Marián (Hockey Career 1981–87)
Marián scored a fantastic 89 points in his first NHL season (1981–82). In the first half of his second season, he was one of the league’s top scorers. However, during his 60th game, he suffered a devastating shoulder injury that ended his season and hampered him for the rest of his career. He would play two more injury-plagued seasons in Québec before leaving for one more NHL season (1985–86) in Toronto. The following season he played in Switzerland for HC Sierre, before retiring from competitive hockey.
Following the collapse of communism in Eastern Europe and the dissolution of Czechoslovakia in 1993, Peter and Anton returned to their homeland, Slovakia. Peter has been very active in the development of hockey in the country; and in 2004, became a member of the European Parliament, representing Slovakia. His two sons, Yan and Paul (both born in Québec City), are professional hockey players. Paul played with the Colorado Avalanche (formerly the Québec Nordiques) from 2006–07 to 2013–14, before signing with the St. Louis Blues as a free agent for the 2014–15 season.
Anton lives in Slovakia and Switzerland — where his son, Tomas, played professional hockey — and owns the Evergreen furniture company. Marián remained in Québec City, where he owns and operates a hotel and golf course.
The Šťastnýs’ success helped to fast-track the acceptance of European players in the NHL. Their offensive dominance paved the way for many European players from both sides of the Iron Curtain, including Jari Kurri, Mats Näslund and Thomas Steen in the 1980s.

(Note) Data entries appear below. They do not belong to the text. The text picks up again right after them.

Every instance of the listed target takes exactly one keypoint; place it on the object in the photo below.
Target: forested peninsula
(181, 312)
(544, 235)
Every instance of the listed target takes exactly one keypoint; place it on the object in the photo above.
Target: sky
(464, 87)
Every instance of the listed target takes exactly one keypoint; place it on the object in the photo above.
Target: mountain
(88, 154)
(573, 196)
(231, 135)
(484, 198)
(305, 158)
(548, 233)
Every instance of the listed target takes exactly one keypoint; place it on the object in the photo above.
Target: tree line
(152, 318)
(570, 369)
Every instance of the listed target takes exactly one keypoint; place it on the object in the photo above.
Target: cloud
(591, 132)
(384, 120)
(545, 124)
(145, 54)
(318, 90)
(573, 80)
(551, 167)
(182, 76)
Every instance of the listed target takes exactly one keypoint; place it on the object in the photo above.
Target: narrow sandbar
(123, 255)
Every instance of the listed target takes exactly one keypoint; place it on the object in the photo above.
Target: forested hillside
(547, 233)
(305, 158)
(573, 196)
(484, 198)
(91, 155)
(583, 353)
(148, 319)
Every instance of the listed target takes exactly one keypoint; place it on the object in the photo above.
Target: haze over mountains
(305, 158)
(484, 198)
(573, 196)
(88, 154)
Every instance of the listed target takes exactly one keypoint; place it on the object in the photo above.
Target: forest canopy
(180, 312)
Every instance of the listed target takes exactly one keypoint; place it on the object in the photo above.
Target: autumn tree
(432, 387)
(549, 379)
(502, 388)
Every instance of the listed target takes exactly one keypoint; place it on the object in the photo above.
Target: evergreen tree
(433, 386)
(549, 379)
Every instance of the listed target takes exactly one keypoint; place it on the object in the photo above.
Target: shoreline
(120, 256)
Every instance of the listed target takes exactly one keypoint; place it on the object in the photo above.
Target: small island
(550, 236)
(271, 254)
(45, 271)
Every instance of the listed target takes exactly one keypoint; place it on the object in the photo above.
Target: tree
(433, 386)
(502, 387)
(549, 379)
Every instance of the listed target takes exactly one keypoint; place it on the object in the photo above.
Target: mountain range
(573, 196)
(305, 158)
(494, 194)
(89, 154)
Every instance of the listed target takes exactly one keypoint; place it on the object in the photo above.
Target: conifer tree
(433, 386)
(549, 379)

In particular, the Šťastný brothers inspired a wave of young Czech and Slovak players to defect: Miroslav Fryčer, brothers Peter and Miroslav Ihnačák, Jan Ludvig, Petr Klíma, Petr Svoboda, František Musil, Petr Prajsler, Jiri Sevcik, David Volek and Petr Nedvěd. In fact, in an attempt to stop the exodus of young talent from the country, the Czechoslovakian hockey governing body began allowing veteran players to leave in exchange for large transfer payments from NHL teams.